NSonyx-sandboxesNamespace bench pods live in (auto-created).
KIND_CLUSTERonyx-devUsed for kind load --name + context check.
KIND_NODE<cluster>-control-planeNode where crictl rmi runs.
WAIT_TIMEOUT300skubectl wait timeout per pod.

When to run

Any time you change the Dockerfile, initial-requirements.txt, or anything else that affects the image bytes or container start. Paste the resulting table into the PR description so reviewers can see the delta without rebuilding locally.

What it doesn't measure

The bench creates a bare pod running sleep — it does not exercise the full KubernetesSandboxManager.provision + setup_session_workspace path (no sidecar S3 sync, no init container, no bun install, no session config). For end-to-end session-spinup numbers, run a real session against a live cluster and time provision()setup_session_workspace() via the manager directly.

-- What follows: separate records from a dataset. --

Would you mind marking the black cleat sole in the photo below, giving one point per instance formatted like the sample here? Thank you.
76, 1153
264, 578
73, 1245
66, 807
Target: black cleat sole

Also: kind load is much slower than a real registry pull (it does docker save → tar → crictl load). The delta between two images is meaningful, but the absolute "cold" number is mostly kind-load overhead, not realistic prod cold-pull time. See the caveats under "Recorded benchmark" above.

Snapshot daemon path quick reference

sandbox_daemon/snapshot.py runs inside the sandbox container (not the file-sync sidecar). The sidecar is responsible for syncing the user's knowledge files from S3 (/workspace/files/); the daemon is responsible for session-level snapshots (/workspace/sessions/<session_id>/{outputs,attachments,.opencode-data}). Both shell out to s5cmd. Don't conflate them.

node_modules and .next are deliberately excluded from snapshots because (a) they're huge, (b) restore_snapshot rebuilds them via the hardlink-backed bun install against the pre-warmed Bun cache (see docs/craft/features/bun-node-modules-dedup.md).